As they roll through the playoffs, one improbable victory piled upon the last, their posture as icy professionals is threatening to melt into a pool of Dr. Phils. "Cowboy up!" may be the team's rallying cry. Yet the image sticking with hyperemotional Sox fans is of slugger David Ortiz wrapping his massive arms around Trot Nixon or Jason Varitek and sharing the love, baby.

Not exactly Clint Eastwood digging a bullet out of his leg and swinging himself back in the saddle.

Team chemistry? Every winning baseball team (well, most) is said to have a positive mix of personalities. Seldom, however, is good chemistry expressed this exuberantly.

"It's well known that hugging has many physical and psychological effects, including a rise in endorphin levels," says author Michael Christian ("The Art of Hugging"), a former Boston College professor who writes under the nom de plume William Cane. "Men shy away from expressing feelings through touching, but they should get over it."

Get over it? There are more endorphins in the Sox dugout now than right-handed pinch hitters.

Might there be a message here for a culture that expects different (i.e. more macho) behavior from its sports heroes? At least two authorities on male adolescents, Dr. Eli Newberger and William Pollack, think so. Both reside in the Boston area, and both have been following the team's fortunes with a professional's eye, not just a fan's. The larger lesson, they say, is that real men can hit and hug.

After Monday's lovefest in Oakland, says Newberger, a pediatrician and author of "The Men They Will Become," his immediate reaction was amazement. What a needed counterpoint, he thought, to the California gubernatorial race and headlines about frontrunner Arnold Schwarzenegger's boys-will-be-boys behavior.

"In his game, which was bodybuilding, there's a tremendous amount of sexual ambiguity," says Newberger. "His aggression toward females may indicate his own doubts about himself as a man."
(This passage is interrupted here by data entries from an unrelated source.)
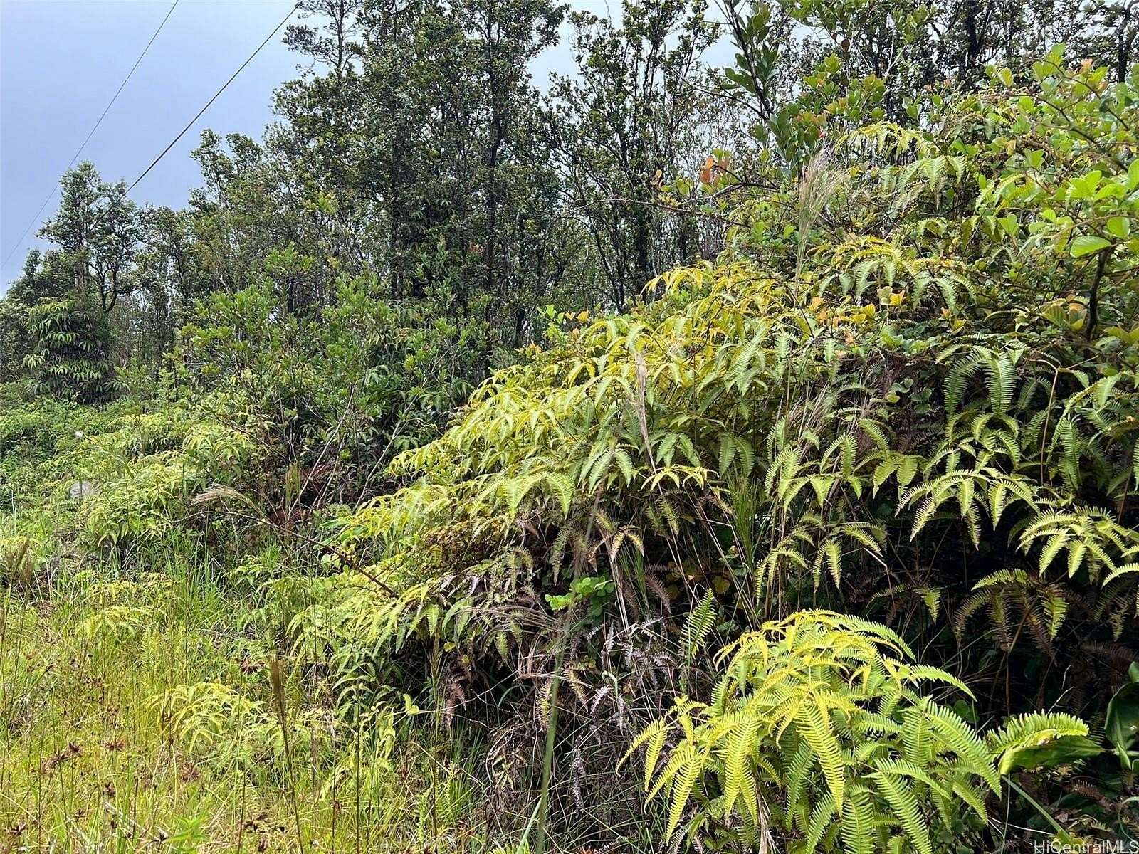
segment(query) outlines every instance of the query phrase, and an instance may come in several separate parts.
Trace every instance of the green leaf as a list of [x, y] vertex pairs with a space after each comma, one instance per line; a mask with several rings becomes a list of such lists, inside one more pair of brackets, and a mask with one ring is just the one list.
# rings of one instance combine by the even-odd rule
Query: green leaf
[[1111, 245], [1112, 241], [1106, 238], [1095, 235], [1081, 235], [1072, 241], [1072, 257], [1082, 258], [1084, 255], [1091, 255], [1093, 252], [1099, 252]]
[[1131, 220], [1126, 216], [1113, 216], [1107, 221], [1107, 230], [1121, 240], [1126, 240], [1131, 235]]

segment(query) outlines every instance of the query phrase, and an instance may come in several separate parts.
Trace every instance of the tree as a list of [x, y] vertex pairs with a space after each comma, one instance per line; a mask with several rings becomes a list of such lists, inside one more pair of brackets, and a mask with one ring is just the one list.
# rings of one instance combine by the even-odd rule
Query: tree
[[57, 246], [71, 266], [75, 287], [93, 288], [104, 313], [131, 293], [131, 263], [141, 239], [138, 206], [126, 184], [107, 183], [90, 163], [60, 179], [59, 208], [39, 231]]
[[115, 393], [110, 326], [90, 291], [73, 288], [63, 298], [39, 302], [27, 326], [32, 348], [24, 364], [33, 394], [97, 403]]
[[704, 254], [691, 221], [659, 208], [657, 196], [710, 148], [698, 60], [716, 31], [689, 0], [626, 0], [620, 26], [584, 11], [571, 19], [577, 74], [556, 79], [548, 129], [565, 205], [607, 285], [604, 303], [620, 310], [656, 274]]

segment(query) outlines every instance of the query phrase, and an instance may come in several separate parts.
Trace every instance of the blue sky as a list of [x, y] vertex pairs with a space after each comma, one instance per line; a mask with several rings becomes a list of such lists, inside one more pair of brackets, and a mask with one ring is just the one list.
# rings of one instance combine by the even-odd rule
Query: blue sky
[[[18, 276], [39, 222], [13, 253], [35, 211], [142, 51], [172, 0], [0, 0], [0, 294]], [[284, 17], [292, 0], [179, 0], [146, 58], [80, 157], [128, 182]], [[605, 0], [576, 8], [605, 15]], [[620, 8], [614, 0], [612, 8]], [[716, 46], [718, 48], [720, 46]], [[716, 51], [720, 52], [720, 51]], [[727, 52], [727, 51], [726, 51]], [[280, 34], [257, 55], [131, 194], [141, 203], [186, 203], [199, 182], [189, 153], [204, 128], [261, 136], [273, 89], [296, 76], [301, 57]], [[535, 77], [568, 71], [563, 43], [535, 63]], [[51, 215], [56, 197], [40, 215]]]

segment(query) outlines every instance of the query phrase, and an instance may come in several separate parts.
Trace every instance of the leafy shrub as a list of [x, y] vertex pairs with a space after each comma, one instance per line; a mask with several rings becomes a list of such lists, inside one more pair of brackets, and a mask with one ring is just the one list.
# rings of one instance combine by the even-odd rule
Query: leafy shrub
[[[678, 700], [633, 742], [647, 746], [649, 797], [671, 787], [669, 831], [695, 793], [690, 835], [737, 815], [756, 845], [778, 834], [803, 839], [803, 852], [931, 854], [984, 827], [985, 796], [999, 789], [994, 757], [1007, 772], [1026, 748], [1099, 753], [1070, 715], [1018, 718], [986, 744], [923, 693], [937, 683], [967, 689], [912, 658], [885, 626], [817, 610], [726, 647], [712, 703]], [[680, 740], [657, 770], [673, 730]], [[702, 782], [708, 772], [714, 787]]]

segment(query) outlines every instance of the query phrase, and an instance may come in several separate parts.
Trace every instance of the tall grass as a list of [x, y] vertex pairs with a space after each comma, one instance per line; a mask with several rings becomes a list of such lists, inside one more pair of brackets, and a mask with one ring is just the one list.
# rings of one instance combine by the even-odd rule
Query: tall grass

Conversely, says Newberger, the natural way Sox players express support for one another -- as likely the bear hug as the butt slap -- bespeaks a comfort level that young males anywhere can emulate. Nor is it a coincidence, Newberger suggests, that the current Sox have more minority players than teams of bygone eras. Three of the team's stars -- Dominican natives Pedro Martinez, Manny Ramirez, and Ortiz -- are Latino. So is Carlos Baerga, from Puerto Rico, who introduced the "Baerga hug" to last year's Red Sox before signing with the Arizona Diamondbacks this season.

Says Newberger, "We're getting beyond the Anglo-Saxon, European scripts of what's appropriate male behavior."

Pollack, a psychologist and author of "Real Boys: Rescuing Our Sons From the Myths of Boyhood," views the hugging as the flip side of the "cowboy up" mentality.

"It's the sense that you really can't do it alone without teamwork and camaraderie -- not just in words, either, but with physical closeness," says Pollack.

The fact that male ballplayers are unafraid to show such emotion, he adds, "says something about where we're going as a culture." Will we get there by the World Series? Doubtful, says Pollack. But for young males especially, "it can't help but be positive seeing that their sports heroes don't have to bash each other," he adds.

For Red Sox Nation, it's a notion they're happy to embrace with both arms.

Joseph P. Kahn can be reached at jkahn@globe.com.

Kevin Millar and Nomar Garciaparra. Kevin Millar and Nomar Garciaparra. (Globe Staff Photo / Jim Davis)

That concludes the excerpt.